2. Learn to say no. “If you’re looking at your to-do list and cringing, ask yourself, honestly, ‘What can I minimize, outsource or ignore?’,” suggests Hanley. When you offload some of your responsibilities—including household tasks like grocery shopping, laundry and cooking—you not only enable others to contribute to the greater good, you also give yourself a chance to do more of the things you truly love.

3. Be positive. A growing body of research suggests that putting a positive spin on any situation floods the body with feel-good chemicals that boost the immune system. Of course, negative energy has an equal and opposite effect, wreaking havoc on your health. Stress isn’t so much about your situation as it is how you perceive it, says Hanley. So, instead of tuning into the negative voice that says, “you’re not doing enough,” focus on the many things you accomplish during the day.

Long-term tweaks

1. Establish mindfulness. “Too often you’re being beeped, tweeted and texted, and you can’t be present in your own life,” says Caroline Adams Miller, MAPP, author of “Creating Your Best Life,” Positive Psychology expert and coach. Mindfulness requires directing your attention to your experience as it’s unfolding, moment-by-moment. In fact, studies show that mindfulness reliably and profoundly alters the structure and function of the brain to improve the quality of both thought and feeling. Teachers report reductions in stress, a greater sense of wellbeing and increased kindness and compassion toward others.

2. Make a plan. Before you dive into a new project, set a reasonable timeline and create measurable goals along the way. “Instead of creating a goal to catch up on sleep, make a goal to go to bed by 10 p.m. every night. Instead of having a goal to connect more with colleagues, set a goal of having a ‘walk and talk’ session every Thursday,” suggests Anderson.

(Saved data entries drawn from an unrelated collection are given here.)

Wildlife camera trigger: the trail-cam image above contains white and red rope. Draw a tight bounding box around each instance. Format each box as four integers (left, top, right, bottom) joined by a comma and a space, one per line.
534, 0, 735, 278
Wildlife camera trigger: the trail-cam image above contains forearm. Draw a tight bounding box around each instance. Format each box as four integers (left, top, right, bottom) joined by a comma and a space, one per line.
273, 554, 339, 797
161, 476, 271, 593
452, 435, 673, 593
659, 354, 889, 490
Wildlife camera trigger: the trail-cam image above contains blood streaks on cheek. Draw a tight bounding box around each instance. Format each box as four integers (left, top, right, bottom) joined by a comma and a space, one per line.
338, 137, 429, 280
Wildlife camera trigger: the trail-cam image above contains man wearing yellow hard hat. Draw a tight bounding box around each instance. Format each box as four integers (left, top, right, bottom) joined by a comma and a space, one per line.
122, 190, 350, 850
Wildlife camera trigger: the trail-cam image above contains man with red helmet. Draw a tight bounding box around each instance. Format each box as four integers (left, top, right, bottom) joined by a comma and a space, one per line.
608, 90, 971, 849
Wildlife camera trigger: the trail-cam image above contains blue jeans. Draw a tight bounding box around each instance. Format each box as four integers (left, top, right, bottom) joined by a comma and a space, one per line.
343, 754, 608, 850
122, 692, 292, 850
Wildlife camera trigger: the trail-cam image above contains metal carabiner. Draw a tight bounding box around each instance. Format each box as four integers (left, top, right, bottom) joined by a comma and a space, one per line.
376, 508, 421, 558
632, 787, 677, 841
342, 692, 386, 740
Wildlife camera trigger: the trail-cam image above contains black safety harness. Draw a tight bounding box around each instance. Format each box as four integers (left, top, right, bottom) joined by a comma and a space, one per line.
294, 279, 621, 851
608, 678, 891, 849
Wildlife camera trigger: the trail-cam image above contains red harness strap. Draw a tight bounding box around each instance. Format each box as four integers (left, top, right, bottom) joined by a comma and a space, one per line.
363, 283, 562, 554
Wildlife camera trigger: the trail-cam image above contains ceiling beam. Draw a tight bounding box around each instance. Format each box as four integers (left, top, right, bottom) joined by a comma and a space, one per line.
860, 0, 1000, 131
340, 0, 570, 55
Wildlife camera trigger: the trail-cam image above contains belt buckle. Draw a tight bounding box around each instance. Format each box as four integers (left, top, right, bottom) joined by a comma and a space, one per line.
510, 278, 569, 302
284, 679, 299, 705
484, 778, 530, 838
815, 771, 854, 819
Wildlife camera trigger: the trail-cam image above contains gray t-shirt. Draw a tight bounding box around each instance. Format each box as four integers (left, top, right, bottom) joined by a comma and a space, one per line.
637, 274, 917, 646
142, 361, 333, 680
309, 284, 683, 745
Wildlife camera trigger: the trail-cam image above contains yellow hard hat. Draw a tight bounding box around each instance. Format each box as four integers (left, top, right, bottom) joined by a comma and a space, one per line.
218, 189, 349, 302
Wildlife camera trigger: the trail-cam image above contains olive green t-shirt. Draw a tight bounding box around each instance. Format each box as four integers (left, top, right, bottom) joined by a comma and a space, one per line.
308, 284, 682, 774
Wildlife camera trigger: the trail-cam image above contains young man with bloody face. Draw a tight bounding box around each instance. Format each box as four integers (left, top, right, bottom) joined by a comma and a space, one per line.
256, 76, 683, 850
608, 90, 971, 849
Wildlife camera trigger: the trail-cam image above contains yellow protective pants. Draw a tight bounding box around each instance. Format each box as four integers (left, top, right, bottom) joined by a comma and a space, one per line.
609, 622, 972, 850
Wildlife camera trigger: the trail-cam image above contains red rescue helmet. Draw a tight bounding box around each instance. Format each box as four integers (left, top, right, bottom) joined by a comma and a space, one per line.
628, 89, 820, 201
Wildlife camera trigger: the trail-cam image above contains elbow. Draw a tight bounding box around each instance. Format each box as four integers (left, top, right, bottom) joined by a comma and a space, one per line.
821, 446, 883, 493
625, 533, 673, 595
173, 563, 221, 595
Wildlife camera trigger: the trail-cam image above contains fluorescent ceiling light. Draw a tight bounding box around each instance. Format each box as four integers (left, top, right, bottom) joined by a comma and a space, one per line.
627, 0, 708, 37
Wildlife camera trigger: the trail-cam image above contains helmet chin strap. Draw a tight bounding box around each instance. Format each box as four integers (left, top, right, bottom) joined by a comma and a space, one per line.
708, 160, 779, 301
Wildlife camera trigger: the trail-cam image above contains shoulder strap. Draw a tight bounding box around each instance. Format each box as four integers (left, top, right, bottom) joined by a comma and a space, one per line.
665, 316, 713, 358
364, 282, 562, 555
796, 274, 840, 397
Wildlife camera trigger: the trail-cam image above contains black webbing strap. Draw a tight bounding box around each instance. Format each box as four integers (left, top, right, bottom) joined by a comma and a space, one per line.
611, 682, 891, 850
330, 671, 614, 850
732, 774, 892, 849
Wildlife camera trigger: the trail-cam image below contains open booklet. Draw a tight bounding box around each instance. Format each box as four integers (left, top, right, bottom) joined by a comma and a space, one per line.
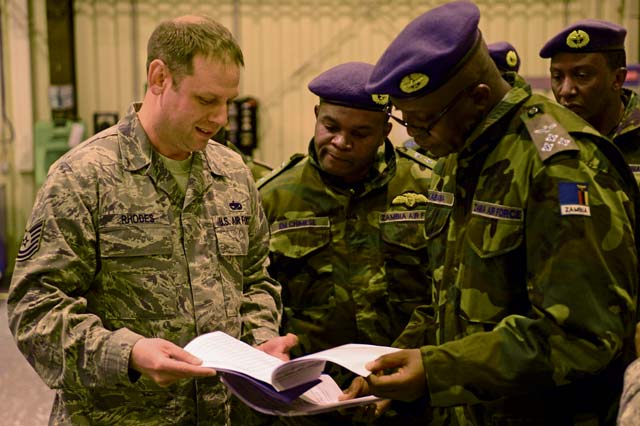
183, 331, 401, 416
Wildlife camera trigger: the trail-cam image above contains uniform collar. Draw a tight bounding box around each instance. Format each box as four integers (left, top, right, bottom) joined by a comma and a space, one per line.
117, 102, 230, 179
307, 137, 397, 193
611, 88, 640, 139
462, 74, 532, 153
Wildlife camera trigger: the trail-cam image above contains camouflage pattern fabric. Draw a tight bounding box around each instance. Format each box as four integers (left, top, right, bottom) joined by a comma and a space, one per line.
223, 139, 273, 181
611, 88, 640, 186
7, 103, 282, 425
396, 75, 639, 424
258, 139, 434, 425
619, 357, 640, 425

3. Reward yourself. “Instead of using the end of the year as a focus for reflection and celebration, we beat ourselves up for our shortcomings,” says Anderson. Why not turn that around? Just as you would reward your students for a job well done, get into the habit of patting yourself on the back, too. Rewards can be as simple as a gold star in your calendar or as extravagant as a weekend getaway. Pick something that’s unique to you and makes you feel good.